Na definição do ato de fazer design não é possível ir muito mais além, porque tudo o que for para além disto implica sair daquilo que é comum ao ato para entrar no específico de cada ramo ou família do design.
Dito de outra forma, entre um designer de capas de livros para crianças e um designer de armas de fogo, se excluirmos o que é comum enunciado anteriormente, tudo são diferenças. Distinguem-se as técnicas aplicadas, as funções do produto, as capacidades e conhecimentos necessários para resolver o objeto, a forma de apresentação e protótipos ou maquetas, o tipo de cliente, os fins sociais, o caráter ou classe da criatividade aplicada, os aspetos materiais, simbólicos e estilísticos do produto final, os honorários, etc. No entanto, ambos fazem design.
É evidente que, para realizar o seu trabalho, cada tipo de designer deve possuir conhecimentos particulares e diferentes, assim como uma capacidade criativa adequada à sua especialização.
Quando do projeto de uma nova câmara fotográfica, intervém, seguramente, entre outros, o engenheiro eletrónico, o óptico, o fotógrafo experiente, o designer industrial, o designer gráfico e o publicitário, sendo que cada um deles o faz na sua área de especialização. Ainda que cada um projete coisas tão distintas como os circuitos e mecanismos, a forma exterior, as funções e sequências, a embalagem, o logótipo e as campanhas publicitárias, se olharmos para o fenómeno a partir de um ponto de vista mais geral, todos prestam o mesmo serviço, inevitável no atual modelo de produção da sociedade: planeamento antecipado e completo de um produto ou uma particularidade do mesmo.

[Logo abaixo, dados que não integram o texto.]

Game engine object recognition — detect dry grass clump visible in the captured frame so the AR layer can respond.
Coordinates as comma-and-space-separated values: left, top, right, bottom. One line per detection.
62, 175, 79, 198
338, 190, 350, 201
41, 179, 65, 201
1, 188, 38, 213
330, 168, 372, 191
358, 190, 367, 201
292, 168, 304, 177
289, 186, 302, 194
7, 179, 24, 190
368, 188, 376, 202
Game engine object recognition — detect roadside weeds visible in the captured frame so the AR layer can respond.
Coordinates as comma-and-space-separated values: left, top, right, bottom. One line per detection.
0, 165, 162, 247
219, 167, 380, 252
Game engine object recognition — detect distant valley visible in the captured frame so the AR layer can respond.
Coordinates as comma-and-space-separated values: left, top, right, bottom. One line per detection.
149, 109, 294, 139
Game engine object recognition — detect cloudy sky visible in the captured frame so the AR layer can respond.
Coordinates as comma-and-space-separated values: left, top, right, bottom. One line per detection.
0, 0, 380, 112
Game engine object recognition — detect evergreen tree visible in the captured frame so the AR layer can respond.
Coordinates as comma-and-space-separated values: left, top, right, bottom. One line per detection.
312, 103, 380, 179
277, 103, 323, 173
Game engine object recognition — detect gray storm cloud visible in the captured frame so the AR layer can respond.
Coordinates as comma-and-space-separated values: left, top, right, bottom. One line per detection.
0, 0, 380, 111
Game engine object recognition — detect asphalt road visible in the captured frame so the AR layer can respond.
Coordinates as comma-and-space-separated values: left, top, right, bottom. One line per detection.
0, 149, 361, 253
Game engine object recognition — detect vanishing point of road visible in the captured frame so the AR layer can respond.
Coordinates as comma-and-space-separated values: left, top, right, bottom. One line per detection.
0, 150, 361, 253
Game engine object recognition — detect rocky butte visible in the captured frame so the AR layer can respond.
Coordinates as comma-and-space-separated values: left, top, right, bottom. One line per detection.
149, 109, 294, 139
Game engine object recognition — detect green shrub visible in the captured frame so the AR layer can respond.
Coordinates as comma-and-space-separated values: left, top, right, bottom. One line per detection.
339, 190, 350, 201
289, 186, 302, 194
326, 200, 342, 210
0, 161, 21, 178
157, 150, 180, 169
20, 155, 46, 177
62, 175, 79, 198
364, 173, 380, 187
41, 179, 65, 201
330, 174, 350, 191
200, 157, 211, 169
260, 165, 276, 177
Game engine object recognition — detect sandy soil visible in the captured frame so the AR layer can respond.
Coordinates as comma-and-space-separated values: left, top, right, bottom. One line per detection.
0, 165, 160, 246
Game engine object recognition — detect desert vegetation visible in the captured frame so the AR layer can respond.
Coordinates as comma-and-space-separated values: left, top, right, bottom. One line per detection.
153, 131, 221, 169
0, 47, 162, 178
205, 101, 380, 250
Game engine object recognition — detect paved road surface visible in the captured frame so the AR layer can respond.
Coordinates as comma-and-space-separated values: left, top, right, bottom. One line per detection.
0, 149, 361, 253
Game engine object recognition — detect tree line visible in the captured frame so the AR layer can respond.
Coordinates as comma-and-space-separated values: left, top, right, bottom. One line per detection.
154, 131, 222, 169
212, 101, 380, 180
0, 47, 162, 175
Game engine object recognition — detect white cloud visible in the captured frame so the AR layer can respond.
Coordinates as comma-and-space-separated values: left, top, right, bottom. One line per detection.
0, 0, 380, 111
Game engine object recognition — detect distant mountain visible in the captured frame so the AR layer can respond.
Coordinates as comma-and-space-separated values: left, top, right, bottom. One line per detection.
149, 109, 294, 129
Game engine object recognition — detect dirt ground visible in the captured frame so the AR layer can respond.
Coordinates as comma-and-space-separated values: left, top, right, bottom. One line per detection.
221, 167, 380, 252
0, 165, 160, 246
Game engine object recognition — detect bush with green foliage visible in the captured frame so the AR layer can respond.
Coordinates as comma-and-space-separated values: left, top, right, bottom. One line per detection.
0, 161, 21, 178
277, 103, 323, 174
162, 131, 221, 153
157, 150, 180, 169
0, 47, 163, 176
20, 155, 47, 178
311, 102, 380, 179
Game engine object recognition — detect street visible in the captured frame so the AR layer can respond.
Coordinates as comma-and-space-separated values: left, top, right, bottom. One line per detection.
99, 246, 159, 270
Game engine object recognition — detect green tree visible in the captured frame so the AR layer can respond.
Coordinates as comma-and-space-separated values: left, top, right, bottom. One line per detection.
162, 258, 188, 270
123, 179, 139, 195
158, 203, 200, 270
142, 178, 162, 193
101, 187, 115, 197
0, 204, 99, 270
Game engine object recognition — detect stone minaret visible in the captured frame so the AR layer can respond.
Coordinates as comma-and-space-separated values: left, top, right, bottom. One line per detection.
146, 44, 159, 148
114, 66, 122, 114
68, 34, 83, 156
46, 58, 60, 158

Como é possível ver, a definição do trabalho dos designers é muito semelhante à da dos engenheiros. Se alguma diferença pode ser estabelecida, nos dias de hoje, entre ambos, esta será a importância que os aspetos simbólicos, estéticos, persuasivos e comunicacionais adquirem na tarefa dos designers.
Parágrafo final
Apesar de tudo, esta definição baseada na evidência quotidiana nem sempre satisfaz, havendo muitos insistem em definir o design em função dos seus desejos e não da realidade.

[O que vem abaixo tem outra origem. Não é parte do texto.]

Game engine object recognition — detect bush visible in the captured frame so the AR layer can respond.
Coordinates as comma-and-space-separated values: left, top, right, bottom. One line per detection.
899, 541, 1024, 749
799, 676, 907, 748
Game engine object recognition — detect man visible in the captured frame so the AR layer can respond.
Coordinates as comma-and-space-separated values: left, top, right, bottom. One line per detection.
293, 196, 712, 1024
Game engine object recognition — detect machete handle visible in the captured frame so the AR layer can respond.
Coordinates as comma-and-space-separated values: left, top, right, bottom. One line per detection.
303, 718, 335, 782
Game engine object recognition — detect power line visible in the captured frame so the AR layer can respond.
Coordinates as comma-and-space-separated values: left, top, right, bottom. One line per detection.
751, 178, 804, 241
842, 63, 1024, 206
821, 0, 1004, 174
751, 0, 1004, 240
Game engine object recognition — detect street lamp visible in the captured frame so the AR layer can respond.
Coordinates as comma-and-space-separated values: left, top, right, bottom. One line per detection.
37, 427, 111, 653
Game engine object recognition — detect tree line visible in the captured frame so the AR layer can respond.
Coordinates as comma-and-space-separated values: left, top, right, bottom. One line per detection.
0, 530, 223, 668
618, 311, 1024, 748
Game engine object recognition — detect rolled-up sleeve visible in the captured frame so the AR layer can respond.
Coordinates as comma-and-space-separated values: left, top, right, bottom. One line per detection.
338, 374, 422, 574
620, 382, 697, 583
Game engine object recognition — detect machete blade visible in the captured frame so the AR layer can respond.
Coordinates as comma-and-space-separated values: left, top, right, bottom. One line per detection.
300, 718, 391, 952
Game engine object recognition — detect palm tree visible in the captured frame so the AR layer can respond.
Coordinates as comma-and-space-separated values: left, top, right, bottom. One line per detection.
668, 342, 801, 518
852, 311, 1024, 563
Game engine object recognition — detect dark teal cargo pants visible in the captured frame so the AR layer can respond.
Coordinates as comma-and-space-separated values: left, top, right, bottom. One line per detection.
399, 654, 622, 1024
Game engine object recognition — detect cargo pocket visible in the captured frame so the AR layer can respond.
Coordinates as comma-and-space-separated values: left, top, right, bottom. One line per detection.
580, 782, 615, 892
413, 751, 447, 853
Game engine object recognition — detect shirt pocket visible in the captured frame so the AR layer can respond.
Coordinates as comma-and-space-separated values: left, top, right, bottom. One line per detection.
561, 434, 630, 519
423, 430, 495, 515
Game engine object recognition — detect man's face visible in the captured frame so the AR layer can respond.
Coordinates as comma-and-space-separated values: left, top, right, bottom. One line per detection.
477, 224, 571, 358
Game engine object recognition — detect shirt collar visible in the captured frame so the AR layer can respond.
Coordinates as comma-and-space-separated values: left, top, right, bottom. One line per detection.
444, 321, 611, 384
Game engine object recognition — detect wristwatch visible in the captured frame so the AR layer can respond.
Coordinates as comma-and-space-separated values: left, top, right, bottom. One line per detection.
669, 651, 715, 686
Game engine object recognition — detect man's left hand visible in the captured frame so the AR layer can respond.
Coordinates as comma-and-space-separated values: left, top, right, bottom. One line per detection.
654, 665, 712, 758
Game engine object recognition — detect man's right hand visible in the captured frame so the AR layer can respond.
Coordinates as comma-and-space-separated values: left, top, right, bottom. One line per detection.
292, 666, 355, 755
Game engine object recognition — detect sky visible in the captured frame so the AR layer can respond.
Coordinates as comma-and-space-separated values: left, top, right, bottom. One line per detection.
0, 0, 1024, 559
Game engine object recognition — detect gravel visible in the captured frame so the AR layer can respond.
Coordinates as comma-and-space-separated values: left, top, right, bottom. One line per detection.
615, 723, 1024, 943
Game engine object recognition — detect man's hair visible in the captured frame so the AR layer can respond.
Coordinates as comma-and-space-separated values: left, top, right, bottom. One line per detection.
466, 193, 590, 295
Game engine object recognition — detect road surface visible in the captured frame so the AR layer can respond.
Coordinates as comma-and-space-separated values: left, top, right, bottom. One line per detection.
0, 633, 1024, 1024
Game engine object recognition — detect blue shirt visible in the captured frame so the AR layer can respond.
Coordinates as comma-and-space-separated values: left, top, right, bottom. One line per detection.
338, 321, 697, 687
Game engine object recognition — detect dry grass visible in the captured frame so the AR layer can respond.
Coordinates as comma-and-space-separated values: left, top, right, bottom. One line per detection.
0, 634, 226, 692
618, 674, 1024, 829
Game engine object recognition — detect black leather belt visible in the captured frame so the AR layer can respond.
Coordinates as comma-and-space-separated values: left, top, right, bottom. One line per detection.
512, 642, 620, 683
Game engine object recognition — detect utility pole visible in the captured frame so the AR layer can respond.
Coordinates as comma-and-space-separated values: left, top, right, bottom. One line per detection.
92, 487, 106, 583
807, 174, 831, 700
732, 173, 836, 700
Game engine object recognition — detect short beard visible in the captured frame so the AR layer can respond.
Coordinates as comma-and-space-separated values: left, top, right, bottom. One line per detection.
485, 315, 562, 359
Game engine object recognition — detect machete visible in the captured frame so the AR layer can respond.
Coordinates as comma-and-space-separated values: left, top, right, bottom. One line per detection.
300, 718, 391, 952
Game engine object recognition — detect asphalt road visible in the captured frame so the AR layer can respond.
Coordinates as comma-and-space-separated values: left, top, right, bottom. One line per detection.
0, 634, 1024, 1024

Os objetivos do trabalho são definidos por quem o encomenda, elemento sempre externo ao designer (embora excepcionalmente possam coincidir na mesma pessoa, as duas tarefas – encomendar e projetar – são essencialmente diferentes). O cliente tem seus próprios objetivos, e esses objetivos podem ser o consumo, a guerra ou a greve geral.
A tarefa do designer , ao aceitar um trabalho, é oferecer os seus serviços com a maior eficiência profissional possível para satisfazer o cliente. Se não estiver disposto a fazê-lo tem sempre a alternativa de recusar a encomenda.

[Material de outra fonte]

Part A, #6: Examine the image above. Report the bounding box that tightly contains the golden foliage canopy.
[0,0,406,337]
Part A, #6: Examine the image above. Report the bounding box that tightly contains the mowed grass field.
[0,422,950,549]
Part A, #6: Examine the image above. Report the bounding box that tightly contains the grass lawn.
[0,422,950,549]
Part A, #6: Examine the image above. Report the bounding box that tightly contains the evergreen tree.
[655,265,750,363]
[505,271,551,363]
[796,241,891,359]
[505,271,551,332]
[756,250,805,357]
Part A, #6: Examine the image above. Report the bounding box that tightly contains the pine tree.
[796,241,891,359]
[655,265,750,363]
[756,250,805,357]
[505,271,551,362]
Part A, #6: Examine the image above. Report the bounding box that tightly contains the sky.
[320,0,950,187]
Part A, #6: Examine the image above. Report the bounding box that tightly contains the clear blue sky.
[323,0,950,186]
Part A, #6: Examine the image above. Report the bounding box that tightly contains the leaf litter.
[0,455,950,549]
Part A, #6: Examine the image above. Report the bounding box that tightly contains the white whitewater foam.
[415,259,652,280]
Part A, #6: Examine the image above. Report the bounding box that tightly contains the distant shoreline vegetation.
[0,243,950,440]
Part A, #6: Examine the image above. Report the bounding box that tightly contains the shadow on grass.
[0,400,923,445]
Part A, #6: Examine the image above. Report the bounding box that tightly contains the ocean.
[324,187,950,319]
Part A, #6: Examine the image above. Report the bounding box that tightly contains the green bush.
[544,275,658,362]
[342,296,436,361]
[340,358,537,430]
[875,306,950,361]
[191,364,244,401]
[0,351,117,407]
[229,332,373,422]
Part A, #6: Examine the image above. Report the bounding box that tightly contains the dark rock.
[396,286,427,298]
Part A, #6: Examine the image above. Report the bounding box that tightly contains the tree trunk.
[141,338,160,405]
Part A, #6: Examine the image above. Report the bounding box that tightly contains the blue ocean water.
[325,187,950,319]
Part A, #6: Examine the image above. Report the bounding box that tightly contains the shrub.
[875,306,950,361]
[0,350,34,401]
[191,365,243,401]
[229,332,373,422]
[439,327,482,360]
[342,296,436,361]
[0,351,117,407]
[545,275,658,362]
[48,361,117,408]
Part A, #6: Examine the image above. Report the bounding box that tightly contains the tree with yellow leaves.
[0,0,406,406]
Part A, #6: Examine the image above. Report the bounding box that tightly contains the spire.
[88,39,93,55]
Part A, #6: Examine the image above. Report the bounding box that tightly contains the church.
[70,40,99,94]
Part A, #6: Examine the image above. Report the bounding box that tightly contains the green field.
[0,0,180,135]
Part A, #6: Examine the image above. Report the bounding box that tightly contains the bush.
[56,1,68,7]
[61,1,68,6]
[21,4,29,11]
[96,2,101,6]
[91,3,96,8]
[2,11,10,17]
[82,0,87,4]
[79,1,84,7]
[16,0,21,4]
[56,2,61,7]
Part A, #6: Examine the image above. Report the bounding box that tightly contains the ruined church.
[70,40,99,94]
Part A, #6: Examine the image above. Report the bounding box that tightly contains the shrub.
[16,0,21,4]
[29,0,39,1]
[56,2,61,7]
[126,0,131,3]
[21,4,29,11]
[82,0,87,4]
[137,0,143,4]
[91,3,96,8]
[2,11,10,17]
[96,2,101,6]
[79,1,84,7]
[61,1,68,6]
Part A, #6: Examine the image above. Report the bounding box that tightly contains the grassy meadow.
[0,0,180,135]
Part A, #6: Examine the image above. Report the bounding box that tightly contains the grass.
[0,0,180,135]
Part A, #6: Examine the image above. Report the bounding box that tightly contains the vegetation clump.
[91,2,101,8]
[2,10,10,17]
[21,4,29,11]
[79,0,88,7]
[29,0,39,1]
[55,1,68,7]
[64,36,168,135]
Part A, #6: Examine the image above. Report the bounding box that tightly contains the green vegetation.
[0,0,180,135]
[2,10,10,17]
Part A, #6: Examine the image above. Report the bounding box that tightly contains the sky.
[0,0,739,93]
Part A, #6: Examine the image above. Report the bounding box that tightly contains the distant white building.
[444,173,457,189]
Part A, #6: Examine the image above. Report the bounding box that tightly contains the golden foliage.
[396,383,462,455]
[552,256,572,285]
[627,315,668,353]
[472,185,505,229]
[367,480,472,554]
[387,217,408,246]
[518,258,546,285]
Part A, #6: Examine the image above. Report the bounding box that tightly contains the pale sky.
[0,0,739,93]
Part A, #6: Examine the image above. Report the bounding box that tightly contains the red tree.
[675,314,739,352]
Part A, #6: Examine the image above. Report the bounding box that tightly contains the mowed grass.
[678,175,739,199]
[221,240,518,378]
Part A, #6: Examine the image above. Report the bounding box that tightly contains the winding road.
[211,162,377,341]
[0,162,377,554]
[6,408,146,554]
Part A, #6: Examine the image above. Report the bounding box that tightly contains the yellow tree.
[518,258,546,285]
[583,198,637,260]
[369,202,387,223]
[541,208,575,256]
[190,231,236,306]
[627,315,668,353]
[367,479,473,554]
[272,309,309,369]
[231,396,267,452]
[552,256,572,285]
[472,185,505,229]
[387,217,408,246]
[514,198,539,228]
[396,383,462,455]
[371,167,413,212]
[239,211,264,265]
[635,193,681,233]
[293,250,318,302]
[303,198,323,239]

Deve-se também deixar claro que o facto de aceitar uma encomenda de trabalho não obriga o designer a identificar-se com os fins de quem a fez.
O perfil do design na sociedade está condicionado pelo perfil de quem o solicita. Determinar o que se desenha, para que se desenha e que conteúdos transmitem os objetos que se desenham, não é responsabilidade dos designers.
Esta determinação externa dos objetivos dos ofícios e profissões não é um problema exclusivo dos designers. Os médicos devem sentir-se culpados pelo estado da saúde pública, os professores pelo analfabetismo ou os engenheiros pela manutenção das estradas e pontes? O déficit de casas pode ser atribuído à falta de sensibilidade social dos arquitetos? Os entraves serão, com certeza, outros.
Para que um designer intervenha na planificação de produtos para o bem comum, é necessária uma condição prévia: a existência de algum agente social cuja finalidade seja o bem comum (e que, para além disso, necessite de design para atingir os seus objetivos).
Sem encomendas externas, o design perde toda a razão de ser pois necessita de uma plataforma própria.
Este simples enunciado comprova-se de forma empírica: todo o designer sabe que para poder comer (e fazer design) necessita conseguir clientes.